In this episode of the Rich Roll Podcast, host Rich Roll sat down with entrepreneur and former presidential candidate Andrew Yang for an unflinching conversation about smartphone addiction, the predatory economics of wireless carriers, and the cognitive erosion caused by AI dependency. Yang, who founded Noble Mobile as a cost-plus alternative to major carriers, revealed Americans overpay $100 billion annually for wireless service compared to Europeans, with $21 billion going directly to Verizon, AT&T, and T-Mobile shareholders as dividends. The discussion centered on smartphone addiction as a genuine neurological condition, with Yang citing Jonathan Haidt's research on adolescent mental health decline and Roll presenting studies from Carnegie Mellon, MIT, Oxford, and UCLA showing AI reliance impairs cognition worse than drunk driving. Yang detailed how Noble Mobile incentivizes reduced screen time by refunding customers based on data usage, describing it as the first carrier that financially rewards users for doomscrolling less.

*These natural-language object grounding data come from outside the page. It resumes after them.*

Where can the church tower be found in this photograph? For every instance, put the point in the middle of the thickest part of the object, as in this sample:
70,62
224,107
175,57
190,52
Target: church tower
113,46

Both men acknowledged their own struggles with compulsive phone use despite being public advocates for digital wellness. Roll framed the issue through the lens of addiction recovery, arguing willpower alone cannot solve the problem and that users must break denial through objective measurement and accountability. The conversation expanded to critique tech platforms' engagement-maximizing revenue models, with Yang revealing even Meta's internal research shows one week off social media significantly improves mood. Yang hinted at another presidential run focused on AI regulation and tech reform, joking he's 'almost too young not to run again' given recent candidates' ages. The episode closed with practical advice including phone-free dinners, avoiding phones an hour before bed, and Yang's signature recommendation to never sleep in the same room as your device.